The president of the Republic of Albania Bujar Nishani came out to Mapleton to honor the recently sainted nun Mother Teresa at a statue-unveiling ceremony on Sept. 25. Thousands packed Saint Athanasius Church and spilled out into the streets to commemorate the Nobel Prize-winning nun’s Albanian roots. Teresa may have been Catholic, but the ceremony was a multi-religious tribute to her work, said one organizer.
“Mother Teresa honored all Albanians with the great work that she did,” said Marko Kepi, the president of the Albanian Roots cultural organization. “She was beyond her faith when it came to helping people, and we felt it was important to have people of different faiths, backgrounds, and nationalities come, because that’s what she was all about.”
Local pols and cultural leaders unveiled the statue in front of the church on the corner of 61st Street and Bay Parkway. The ceremony featured traditional Albanian music and dance, and prayer hosted by religious leaders from the East Midwood Jewish Center, Saint Nicolas Albanian Orthodox Church, and the Albanian Islamic Center of Staten Island.

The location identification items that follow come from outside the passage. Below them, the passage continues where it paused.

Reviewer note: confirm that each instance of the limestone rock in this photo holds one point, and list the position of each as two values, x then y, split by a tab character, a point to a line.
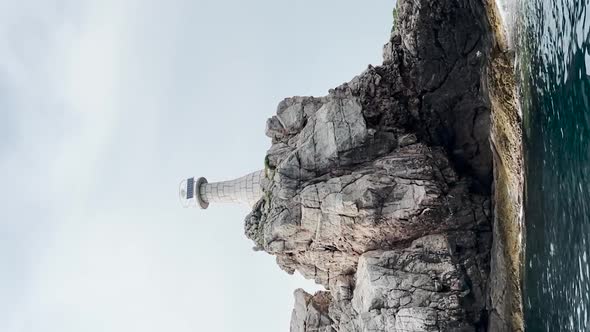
380	191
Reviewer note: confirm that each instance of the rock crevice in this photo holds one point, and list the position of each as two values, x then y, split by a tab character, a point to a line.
380	191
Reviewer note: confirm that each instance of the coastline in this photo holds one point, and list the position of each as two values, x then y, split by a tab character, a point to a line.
506	307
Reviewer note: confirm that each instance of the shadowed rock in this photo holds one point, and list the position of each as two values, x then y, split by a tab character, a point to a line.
379	191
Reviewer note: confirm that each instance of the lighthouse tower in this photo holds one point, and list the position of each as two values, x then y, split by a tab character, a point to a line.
199	192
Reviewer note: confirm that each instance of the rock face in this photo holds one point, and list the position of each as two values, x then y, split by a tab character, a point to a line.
380	191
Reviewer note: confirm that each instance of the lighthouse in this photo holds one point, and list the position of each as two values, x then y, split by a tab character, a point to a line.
200	193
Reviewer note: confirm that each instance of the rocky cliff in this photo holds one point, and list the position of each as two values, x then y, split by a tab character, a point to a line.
380	191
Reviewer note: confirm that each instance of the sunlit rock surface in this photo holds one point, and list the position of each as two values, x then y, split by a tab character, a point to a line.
380	191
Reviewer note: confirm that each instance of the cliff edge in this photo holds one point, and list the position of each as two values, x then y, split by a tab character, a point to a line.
381	190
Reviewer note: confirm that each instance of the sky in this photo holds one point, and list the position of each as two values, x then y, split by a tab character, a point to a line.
105	106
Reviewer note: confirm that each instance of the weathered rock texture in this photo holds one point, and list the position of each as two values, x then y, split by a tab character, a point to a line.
380	191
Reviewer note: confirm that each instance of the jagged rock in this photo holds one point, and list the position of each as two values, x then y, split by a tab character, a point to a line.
380	191
311	312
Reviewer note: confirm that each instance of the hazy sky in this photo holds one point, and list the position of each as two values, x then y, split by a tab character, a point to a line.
105	106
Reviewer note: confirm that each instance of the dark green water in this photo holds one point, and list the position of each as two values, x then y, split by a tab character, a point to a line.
554	58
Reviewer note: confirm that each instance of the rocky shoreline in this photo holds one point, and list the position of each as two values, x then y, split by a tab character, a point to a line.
396	191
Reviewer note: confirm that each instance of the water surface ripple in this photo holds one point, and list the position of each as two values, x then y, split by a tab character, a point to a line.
554	61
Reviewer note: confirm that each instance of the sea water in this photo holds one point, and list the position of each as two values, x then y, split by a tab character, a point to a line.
553	52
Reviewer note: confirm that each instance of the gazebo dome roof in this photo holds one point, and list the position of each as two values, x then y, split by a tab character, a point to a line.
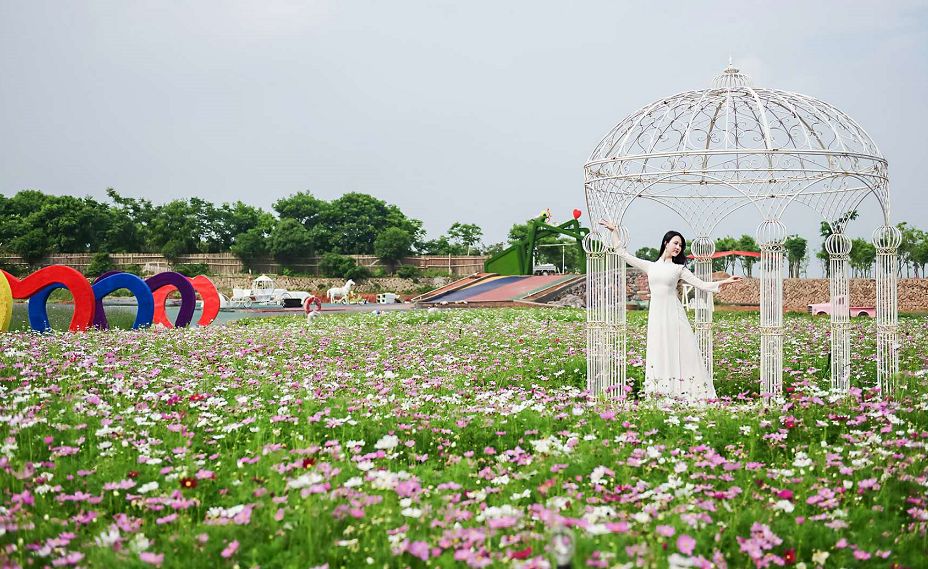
734	115
708	153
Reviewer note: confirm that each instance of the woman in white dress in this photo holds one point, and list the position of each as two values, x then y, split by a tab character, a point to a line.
674	365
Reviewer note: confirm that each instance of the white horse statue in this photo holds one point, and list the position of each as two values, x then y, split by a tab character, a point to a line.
340	292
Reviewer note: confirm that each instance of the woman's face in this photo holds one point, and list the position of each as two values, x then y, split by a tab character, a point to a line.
674	246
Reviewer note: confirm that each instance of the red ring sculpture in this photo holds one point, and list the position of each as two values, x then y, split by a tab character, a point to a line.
74	281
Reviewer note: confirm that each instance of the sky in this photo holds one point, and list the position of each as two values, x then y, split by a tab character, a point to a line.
479	112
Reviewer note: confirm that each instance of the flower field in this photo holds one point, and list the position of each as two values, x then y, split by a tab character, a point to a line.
456	438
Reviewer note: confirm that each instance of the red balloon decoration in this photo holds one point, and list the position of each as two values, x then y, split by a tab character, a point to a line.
73	280
207	291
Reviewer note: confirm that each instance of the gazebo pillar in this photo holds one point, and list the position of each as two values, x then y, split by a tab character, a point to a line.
838	246
771	235
703	248
887	239
606	319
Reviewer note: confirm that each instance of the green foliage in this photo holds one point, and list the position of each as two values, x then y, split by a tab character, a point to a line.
392	245
826	229
133	268
35	225
334	265
100	263
647	253
862	257
358	273
795	253
726	264
748	243
355	220
913	250
465	236
290	241
251	246
408	272
191	269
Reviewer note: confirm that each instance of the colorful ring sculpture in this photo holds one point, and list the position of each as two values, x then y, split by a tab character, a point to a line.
6	304
188	296
103	286
207	291
63	277
150	295
310	302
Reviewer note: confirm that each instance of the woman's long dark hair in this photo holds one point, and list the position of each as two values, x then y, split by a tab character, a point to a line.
679	259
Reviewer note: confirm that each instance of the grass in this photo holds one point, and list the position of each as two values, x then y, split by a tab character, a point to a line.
447	439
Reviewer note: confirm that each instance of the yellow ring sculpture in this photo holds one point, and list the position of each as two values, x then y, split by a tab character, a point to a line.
6	303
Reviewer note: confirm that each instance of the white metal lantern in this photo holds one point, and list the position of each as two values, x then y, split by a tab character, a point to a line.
706	154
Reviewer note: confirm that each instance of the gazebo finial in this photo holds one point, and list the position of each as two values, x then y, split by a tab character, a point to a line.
731	78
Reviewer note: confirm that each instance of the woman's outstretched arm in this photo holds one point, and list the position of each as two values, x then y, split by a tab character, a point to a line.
632	260
713	287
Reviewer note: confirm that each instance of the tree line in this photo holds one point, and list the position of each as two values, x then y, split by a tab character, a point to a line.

Indian and Irish dance troops cut a rug, because the saint became a nun in Ireland and primarily worked in India, said Kepi.
The Albanian Roots organization paid for the statue — which features a plaque that discusses her ethnic heritage — and choose to place the figure in Southern Brooklyn because of the area’s large Albanian population. Community members from a variety of faiths came together and donated their services to install the effigy, said Kepi.
“When I spoke to the volunteers, they said they’ll do anything for Mother Teresa,” he said. “Them being Albanian they saw her Albanian roots as something to be proud of and they wanted to share that with others.”